When global warming is discussed, doom and gloom predictions about rising sea levels, crop failures and natural disasters tend to arise.
But rather than harp on the negatives, Naomi Klein struck a hopeful tone in an address to 800-plus students and faculty gathered at the John L. Tishman Auditorium Thursday.
“I’m not here to scare you,” Klein, who visited the university for the launch of her new book, This Changes Everything: Capitalism vs. The Climate, said.
Zeroing in on the solutions to one of humanity’s most pressing problems, the author said she was “Convinced climate change represents a historic opportunity … on the scale of the New Deal, but far more transformative, and just.”
“We … have the chance,” she continued, “to advance policies that dramatically improve lives, close the gap between rich and poor, create huge numbers of good jobs and reinvigorate democracy from the ground up.”
Klein’s remarks served as a rallying cry for Climate Action Week, a series of events on climate change co-sponsored by The New School, as well as the People’s Climate March, a massive, history-making demonstration of which the university was an official leader and endorser.
Klein, who blamed the neoliberal economic system for many of the causes of global warming, said that the march was a great opportunity for concerned citizens, especially young people, to make their voices heard on the issue.
“Here’s a historic opportunity, when all of the world is converging on New York City around climate change, to take the lead on an issue our school cares about deeply,” says Ana Baptista, assistant professor of professional practice in Environmental Policy and Sustainability Management and co-organizer of Climate Action Week.
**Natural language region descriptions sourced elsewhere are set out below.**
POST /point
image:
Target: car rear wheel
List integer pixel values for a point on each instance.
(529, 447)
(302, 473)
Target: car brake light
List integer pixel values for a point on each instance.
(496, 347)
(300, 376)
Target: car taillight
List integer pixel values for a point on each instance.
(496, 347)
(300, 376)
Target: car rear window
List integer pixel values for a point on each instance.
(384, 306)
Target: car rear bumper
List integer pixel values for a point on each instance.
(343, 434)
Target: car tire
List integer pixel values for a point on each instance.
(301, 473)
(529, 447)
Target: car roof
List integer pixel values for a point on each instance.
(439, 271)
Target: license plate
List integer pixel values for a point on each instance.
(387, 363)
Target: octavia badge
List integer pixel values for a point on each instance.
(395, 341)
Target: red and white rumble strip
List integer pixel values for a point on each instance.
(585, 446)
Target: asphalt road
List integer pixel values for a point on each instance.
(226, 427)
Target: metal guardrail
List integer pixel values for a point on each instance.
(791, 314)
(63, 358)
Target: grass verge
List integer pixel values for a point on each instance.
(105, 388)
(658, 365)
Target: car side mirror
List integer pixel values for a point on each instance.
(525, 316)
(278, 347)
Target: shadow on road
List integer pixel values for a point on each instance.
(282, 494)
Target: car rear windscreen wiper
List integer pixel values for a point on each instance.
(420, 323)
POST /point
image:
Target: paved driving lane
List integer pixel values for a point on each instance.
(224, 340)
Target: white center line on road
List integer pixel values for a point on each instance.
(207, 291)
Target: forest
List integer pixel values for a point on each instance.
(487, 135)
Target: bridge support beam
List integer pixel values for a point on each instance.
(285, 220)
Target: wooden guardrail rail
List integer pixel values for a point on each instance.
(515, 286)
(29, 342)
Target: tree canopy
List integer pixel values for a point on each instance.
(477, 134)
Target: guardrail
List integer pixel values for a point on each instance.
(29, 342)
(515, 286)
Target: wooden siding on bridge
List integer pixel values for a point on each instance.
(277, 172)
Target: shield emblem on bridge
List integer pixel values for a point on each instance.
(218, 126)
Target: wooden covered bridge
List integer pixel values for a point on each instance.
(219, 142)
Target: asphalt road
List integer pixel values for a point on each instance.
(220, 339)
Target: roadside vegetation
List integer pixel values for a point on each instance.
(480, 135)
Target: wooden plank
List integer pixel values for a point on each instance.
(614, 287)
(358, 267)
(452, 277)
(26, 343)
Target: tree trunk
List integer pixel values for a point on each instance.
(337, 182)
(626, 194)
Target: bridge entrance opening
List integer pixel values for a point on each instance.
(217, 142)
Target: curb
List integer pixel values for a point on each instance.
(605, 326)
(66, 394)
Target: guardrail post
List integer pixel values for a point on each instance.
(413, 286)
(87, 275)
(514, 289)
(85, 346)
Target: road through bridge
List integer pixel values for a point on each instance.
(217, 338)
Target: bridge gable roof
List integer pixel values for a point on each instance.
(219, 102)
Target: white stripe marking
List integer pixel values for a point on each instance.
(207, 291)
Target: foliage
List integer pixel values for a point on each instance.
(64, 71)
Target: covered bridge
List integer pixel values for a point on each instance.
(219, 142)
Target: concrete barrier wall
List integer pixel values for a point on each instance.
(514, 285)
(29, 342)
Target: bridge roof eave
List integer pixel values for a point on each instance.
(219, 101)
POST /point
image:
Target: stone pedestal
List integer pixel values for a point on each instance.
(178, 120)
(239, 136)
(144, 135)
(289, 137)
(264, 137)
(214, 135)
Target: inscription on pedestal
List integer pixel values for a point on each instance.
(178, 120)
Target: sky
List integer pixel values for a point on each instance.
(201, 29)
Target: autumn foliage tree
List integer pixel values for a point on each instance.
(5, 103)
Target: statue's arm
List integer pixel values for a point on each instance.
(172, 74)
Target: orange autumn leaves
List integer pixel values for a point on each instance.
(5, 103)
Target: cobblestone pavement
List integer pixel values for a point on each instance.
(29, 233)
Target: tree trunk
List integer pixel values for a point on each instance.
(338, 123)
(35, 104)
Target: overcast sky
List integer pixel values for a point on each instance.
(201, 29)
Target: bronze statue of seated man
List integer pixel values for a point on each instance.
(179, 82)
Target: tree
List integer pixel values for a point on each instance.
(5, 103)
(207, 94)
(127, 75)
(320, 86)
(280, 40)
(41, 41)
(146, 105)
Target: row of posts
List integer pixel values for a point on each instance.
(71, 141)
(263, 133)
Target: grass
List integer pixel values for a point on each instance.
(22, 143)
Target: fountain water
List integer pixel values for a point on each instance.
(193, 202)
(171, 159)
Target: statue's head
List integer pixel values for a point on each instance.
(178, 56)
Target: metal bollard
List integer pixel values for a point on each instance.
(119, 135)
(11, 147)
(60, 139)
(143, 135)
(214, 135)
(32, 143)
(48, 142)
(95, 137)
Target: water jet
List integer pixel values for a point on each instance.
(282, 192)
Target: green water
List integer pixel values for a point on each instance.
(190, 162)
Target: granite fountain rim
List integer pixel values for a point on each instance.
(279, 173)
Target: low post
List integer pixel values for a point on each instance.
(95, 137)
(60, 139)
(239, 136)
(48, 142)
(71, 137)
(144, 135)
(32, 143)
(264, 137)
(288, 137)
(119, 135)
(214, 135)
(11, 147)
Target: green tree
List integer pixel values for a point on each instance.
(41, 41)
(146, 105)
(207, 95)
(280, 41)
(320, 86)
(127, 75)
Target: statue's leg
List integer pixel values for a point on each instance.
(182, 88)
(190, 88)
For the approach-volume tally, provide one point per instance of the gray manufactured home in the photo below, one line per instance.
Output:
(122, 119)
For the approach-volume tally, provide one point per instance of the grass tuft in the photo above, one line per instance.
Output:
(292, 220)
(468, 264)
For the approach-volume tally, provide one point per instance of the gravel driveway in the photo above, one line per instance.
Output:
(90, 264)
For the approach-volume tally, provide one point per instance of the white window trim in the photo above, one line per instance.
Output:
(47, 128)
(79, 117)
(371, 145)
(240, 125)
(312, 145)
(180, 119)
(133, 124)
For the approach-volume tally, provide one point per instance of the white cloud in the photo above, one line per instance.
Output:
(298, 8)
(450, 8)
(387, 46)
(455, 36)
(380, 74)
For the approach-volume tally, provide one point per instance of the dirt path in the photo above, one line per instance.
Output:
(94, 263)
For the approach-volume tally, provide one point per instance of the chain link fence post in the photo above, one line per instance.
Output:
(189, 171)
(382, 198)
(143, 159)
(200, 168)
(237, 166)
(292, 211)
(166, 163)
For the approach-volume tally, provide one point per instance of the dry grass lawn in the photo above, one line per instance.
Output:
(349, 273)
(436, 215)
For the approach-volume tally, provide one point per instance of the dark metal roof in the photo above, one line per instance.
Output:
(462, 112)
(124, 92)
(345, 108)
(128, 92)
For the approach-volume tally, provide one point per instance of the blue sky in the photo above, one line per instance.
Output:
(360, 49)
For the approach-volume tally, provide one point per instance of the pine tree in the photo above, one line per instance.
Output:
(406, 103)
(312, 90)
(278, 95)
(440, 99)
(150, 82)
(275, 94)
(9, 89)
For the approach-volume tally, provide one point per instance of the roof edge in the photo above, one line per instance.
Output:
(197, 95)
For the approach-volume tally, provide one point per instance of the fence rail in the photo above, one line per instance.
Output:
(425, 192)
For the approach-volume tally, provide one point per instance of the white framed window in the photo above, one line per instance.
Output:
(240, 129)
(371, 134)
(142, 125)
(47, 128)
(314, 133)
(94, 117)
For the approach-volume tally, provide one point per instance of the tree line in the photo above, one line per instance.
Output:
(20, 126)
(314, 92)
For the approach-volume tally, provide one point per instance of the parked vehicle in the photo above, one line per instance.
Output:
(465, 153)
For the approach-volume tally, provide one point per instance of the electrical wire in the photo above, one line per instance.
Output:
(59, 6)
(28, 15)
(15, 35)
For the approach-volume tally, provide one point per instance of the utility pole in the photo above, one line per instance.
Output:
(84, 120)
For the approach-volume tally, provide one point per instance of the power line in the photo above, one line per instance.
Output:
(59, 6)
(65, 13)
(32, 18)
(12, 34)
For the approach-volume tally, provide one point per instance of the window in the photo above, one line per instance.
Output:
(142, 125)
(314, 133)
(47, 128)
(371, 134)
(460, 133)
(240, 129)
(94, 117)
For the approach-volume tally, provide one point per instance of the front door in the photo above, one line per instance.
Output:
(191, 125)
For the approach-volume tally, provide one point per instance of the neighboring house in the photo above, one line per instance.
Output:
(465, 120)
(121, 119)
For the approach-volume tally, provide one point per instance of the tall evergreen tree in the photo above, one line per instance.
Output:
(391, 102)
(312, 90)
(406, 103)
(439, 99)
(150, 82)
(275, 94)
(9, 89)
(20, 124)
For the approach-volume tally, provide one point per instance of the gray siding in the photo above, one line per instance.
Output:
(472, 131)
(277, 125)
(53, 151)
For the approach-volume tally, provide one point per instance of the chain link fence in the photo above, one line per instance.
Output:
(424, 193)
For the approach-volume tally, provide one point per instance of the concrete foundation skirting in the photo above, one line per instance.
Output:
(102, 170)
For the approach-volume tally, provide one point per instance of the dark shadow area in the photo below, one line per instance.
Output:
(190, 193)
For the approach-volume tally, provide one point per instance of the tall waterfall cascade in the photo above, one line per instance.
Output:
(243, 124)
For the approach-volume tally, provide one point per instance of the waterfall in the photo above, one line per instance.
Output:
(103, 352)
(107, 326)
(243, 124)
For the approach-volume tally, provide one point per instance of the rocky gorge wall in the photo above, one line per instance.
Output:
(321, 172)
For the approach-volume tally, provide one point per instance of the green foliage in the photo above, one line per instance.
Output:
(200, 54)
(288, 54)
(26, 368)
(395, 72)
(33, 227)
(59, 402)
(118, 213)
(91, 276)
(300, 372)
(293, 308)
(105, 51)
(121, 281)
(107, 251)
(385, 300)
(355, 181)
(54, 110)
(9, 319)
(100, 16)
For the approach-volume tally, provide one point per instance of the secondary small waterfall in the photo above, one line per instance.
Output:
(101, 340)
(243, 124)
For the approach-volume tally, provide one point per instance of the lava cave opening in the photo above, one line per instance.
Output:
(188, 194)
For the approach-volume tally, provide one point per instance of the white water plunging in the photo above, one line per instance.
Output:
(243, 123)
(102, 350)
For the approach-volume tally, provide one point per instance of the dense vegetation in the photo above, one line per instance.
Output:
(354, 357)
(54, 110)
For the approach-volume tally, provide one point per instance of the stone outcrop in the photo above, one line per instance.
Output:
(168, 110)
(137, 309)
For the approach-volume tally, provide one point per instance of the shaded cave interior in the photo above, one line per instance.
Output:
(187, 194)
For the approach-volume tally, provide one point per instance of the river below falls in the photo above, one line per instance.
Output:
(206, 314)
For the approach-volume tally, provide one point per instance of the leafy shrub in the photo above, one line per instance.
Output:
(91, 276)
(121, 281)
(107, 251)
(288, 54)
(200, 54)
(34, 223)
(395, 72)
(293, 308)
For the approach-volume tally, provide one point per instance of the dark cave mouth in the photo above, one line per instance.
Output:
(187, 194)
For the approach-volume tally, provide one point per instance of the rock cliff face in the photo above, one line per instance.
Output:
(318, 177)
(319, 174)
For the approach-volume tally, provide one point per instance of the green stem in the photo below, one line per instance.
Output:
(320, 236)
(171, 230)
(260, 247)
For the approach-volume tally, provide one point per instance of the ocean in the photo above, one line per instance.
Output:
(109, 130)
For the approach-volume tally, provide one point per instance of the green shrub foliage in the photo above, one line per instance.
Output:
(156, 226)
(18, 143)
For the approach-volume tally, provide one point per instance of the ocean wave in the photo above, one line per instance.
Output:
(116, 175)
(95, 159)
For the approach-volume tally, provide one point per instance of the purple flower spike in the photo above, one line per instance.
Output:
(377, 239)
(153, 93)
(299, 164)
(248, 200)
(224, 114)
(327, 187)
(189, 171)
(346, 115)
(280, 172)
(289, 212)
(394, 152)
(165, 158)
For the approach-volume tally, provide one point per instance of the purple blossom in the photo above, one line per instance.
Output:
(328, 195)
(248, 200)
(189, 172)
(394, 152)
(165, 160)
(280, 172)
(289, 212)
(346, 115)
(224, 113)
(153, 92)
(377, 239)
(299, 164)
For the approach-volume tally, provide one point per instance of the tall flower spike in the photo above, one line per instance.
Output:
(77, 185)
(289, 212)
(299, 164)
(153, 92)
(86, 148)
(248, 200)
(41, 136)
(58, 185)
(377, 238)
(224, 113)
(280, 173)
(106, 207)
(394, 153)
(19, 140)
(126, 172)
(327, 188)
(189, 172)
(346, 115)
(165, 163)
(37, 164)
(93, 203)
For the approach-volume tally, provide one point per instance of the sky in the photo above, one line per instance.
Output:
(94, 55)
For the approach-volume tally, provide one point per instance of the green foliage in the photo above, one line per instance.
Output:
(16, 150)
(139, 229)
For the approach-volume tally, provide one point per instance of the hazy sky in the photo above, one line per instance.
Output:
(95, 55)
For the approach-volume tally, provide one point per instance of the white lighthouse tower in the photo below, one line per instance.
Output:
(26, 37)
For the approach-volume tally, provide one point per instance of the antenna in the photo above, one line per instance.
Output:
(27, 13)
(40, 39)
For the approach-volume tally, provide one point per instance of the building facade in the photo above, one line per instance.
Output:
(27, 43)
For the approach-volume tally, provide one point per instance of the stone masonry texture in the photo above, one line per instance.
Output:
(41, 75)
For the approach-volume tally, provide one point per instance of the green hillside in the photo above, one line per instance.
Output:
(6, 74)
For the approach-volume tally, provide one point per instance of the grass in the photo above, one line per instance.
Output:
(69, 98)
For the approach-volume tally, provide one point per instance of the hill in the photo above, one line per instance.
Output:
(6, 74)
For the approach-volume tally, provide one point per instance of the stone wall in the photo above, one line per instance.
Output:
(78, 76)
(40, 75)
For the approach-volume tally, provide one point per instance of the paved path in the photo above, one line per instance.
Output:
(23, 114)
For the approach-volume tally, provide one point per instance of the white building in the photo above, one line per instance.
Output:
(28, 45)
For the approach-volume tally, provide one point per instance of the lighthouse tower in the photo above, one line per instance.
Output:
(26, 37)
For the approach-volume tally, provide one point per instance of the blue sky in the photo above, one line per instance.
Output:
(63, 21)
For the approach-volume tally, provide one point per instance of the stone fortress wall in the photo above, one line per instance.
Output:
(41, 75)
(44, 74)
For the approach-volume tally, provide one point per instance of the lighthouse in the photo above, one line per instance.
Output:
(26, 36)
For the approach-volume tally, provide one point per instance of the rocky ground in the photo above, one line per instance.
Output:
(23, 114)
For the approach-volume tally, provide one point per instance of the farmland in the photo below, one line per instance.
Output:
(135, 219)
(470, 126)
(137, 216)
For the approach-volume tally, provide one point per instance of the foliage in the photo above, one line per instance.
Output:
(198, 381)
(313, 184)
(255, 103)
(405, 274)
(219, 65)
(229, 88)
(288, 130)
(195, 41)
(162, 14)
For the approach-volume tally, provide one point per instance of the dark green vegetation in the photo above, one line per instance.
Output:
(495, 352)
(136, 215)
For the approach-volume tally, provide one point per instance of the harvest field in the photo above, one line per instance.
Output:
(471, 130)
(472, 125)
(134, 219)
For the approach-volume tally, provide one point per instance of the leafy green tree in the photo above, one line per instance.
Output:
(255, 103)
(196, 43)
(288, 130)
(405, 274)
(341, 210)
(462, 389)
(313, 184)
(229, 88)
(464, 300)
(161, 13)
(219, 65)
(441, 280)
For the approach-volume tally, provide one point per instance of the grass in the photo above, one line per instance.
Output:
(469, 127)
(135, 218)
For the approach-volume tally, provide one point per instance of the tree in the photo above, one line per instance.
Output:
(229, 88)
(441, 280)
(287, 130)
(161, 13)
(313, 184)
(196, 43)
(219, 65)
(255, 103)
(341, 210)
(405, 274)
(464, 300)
“In recent years, we’ve really seen young people taking a very strong leadership role on climate change,” she said in a pre-event interview. “Young people have always been at the forefront of this movement.”
The New School made its presence felt at the People’s Climate March with hundreds of students and faculty members led by New School for Public Engagement Executive Dean Mary Watson and Michelle J. DePass, dean of the Milano School of International Affairs, Management, and Urban Policy at the New School for Public Engagement, joining tens of thousands of activists on the streets of New York City in a call to climate action.The march—one of the biggest of its kind in history—was timed to draw the attention of world leaders gathering for the emergency United Nations Climate Summit on September 23.
When they weren’t pounding the pavement, members of the New School community were participating in Climate Action Week, a series of events building up to the march. Co-sponsored by the university and the environmental news magazine Grist, the week’s events—pop-up workshops, panel discussions, volunteer projects, and film screenings—were designed to encourage innovative thinking about global warming and to promote The New School’s values around climate action and justice. Student designers, journalists, sociologists and environmentalists from all of The New School’s divisions took part in the events.
“Here’s a historic opportunity, when all of the world is converging on New York City around climate change, to take the lead on an issue our school cares about deeply,” says Ana Baptista, assistant professor of professional practice in Environmental Policy and Sustainability Management and co-organizer of Climate Action Week.“It’s a chance to seize the moment, to dig deeper into the issues surrounding climate change and show our support on this pressing global problem.”
The People’s Climate March and Climate Action Week were bolstered by a massive jolt of student energy. When she heard about the events, Molly Johnson, who studies environmental policy and sustainability management at Milano, “jumped at the chance to get involved.”
“The week is important to me personally because climate change is the issue of our era. It’s not just an environmental issue; it’s an issue of justice, health, equity, business, politics and humanity,” she says. “When politicians today say that we have to address the issue of climate change for the sake of our grandchildren, I think, ‘You’re wrong; I’m the grandchild this should have been solved to protect.’”
The New School’s sustainability efforts extend to every corner of its Greenwich Village campus. Look no further than the university’s new 375,000-square-foot University Center, a LEED Gold–rated facility that boasts industry-leading solutions to curbing energy use. Around the block is the Parsons Green Supply Center, a place where students and faculty can find recycled materials collected from the school and repurpose them for other projects—a means of keeping garbage out of landfills and reducing The New School’s carbon footprint.
A greener future is sprouting from The New School’s classrooms as well. The university offers close to 100 courses dealing with sustainability, as well as specialized degrees in environmental policy and sustainability management and in environmental studies. The New School’s sustainability efforts are bolstered by C6, a collaboration between faculty and students to initiate and promote university activities that support urban resilience in response to the effects of climate change.
But The New School’s sustainability efforts are hardly confined to its campus.
“When the People’s Climate March stomped through New York City demanding action on climate change,” Baptista said, “the university community was with them every step of the way.”